Xavi bowed again and sat down in the chair he was offered. "Thank you. I have so many questions. My mother and I were stranded here on this planet when I was very young. She died when I was four. My only exposure to my people and my culture has been through our shuttle's computer. The captain has allowed me to retain possession of it and use it as my home. Perhaps when you are recovered I could take you there. But I am eager to hear about the Empire. I hope to one day leave this place and return there."

Rhiana's ears pricked up at the mention of a shuttle. "You speak our language well," she praised the youth's skill and, silently, his determination to keep a language alive without another person to practise it with. "It would be an honour for me to visit your home," she continued rather formally. "How much of the shuttle is still functional?"

Xavi frowned. "The computer core and secondary power sources are functional.

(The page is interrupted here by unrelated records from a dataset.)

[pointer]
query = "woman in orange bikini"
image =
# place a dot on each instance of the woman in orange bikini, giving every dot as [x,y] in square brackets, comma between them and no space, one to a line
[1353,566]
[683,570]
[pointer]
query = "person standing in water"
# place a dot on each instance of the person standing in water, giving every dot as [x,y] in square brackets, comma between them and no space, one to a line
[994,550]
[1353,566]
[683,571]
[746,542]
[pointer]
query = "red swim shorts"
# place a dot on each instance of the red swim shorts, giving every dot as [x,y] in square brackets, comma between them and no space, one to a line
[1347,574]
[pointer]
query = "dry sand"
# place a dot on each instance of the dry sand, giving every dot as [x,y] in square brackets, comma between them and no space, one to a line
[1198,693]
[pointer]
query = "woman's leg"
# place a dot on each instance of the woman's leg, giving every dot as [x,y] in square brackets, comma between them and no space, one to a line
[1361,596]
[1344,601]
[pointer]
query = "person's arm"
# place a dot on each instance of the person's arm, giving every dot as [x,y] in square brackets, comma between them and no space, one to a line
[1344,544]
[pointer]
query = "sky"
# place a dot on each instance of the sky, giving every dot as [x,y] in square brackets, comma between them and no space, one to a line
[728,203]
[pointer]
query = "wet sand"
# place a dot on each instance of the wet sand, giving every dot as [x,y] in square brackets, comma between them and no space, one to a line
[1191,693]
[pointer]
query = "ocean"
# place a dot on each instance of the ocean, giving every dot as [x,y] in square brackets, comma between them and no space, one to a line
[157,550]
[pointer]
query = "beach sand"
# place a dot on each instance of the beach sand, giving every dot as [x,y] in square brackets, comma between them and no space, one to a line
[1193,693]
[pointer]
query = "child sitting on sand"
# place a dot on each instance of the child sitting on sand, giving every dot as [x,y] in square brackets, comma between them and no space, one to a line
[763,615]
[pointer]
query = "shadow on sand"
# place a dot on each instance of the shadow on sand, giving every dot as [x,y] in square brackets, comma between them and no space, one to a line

The only thing destroyed is the warp core. My mother was forced to eject it before we landed. The shuttle isn't capable of flight but otherwise it is in good condition," Xavi said. His chin lifted. "I consider myself more than proficient with the shuttle's systems. I have maintained them over the years."

"That is quite an achievement given the scarcity of resources here," Rhiana acknowledged. "Maybe you will be able to help me in a little undertaking then." She reached out and picked up one of the bowls that Riley had left on the low table between them and a fork and took a bite of whatever was in that bowl. She could not remember the name Riley had used nor did she care. Right now, she only wanted to quickly mask the loud rumble of her starving belly before Xavi heard it. Rhiana could have emptied the bowl in about three seconds, but she forced herself to pace herself. The youth did not need to see how famished she was and she did not want to get sick right after eating. That would be... embarrassing, to say the least.

"But in the meantime, I can maybe answer a few of your questions."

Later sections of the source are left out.